Казаки поднли бездыханное тело Николай-бека, перекинули его через седло и мелкой рысью пустились в путь, то и дело осторожно поглядывая назад, по направлению к ущелью, куда ускакал Саабадулла.
Процесс, начавшийся в душе Колосова в день взятия Буртуная, усиливался с каждым днем. Чем дальше, то поход становился ему все противнее и противнее. Постепенно им овладевал какой-то ужас перед пролитием крови. Подымаясь утром с бивуака, чтобы идти дальше, он думал: неужели сегодня опять будем убивать, жечь и разрушать? Он представлял себе зеленую траву, залитую кровью, горный студеный ручей, омывающий разбухший гниющий труп, поля пшеницы, безжалостно, до черной земли вытоптанные конскими копытами. Чем величественней и поэтичнее были картины природы, тем резче выступали на ее девственном фоне святотатственные неистовства, чинимые человеком.
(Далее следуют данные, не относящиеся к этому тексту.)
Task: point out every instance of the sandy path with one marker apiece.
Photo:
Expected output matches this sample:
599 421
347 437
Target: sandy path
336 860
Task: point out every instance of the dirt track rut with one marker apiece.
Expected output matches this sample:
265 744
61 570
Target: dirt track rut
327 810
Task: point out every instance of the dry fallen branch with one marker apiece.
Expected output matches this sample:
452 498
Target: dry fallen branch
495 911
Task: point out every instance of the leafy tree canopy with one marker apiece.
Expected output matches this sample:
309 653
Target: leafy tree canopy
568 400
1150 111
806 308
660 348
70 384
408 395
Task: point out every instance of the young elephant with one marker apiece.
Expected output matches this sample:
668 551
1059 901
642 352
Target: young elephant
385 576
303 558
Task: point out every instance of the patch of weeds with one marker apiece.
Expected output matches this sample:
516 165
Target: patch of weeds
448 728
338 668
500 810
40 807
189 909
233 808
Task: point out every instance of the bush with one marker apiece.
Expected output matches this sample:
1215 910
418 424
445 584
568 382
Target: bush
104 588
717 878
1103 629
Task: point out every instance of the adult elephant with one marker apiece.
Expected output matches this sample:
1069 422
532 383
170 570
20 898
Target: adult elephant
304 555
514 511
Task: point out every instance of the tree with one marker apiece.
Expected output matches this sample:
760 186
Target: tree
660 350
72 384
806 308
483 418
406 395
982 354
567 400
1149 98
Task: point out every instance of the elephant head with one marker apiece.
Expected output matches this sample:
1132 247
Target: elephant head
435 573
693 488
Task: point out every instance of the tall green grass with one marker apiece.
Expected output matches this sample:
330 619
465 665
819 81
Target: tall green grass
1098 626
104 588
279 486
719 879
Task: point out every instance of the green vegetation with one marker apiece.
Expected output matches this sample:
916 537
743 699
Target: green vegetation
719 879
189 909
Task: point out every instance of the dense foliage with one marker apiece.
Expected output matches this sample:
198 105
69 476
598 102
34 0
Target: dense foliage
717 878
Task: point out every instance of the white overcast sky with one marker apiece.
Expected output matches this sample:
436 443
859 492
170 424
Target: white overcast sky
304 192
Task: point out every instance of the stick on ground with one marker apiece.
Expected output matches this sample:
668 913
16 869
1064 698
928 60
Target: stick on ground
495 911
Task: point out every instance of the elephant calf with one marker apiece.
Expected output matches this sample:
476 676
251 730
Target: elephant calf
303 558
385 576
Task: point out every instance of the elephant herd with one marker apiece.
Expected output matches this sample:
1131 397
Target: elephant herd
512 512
Посматривая на солдат, бодро и весело шагающих по головоломным тропинкам, прислушиваясь к их шуткам и смеху, Иван Макарович с содроганием думал: вот сейчас они живы, здоровы, бодры, им все нипочем, а через какой-нибудь час многих из них не будет уже на свете. Какая странная разница между человеком при жизни и его трупом!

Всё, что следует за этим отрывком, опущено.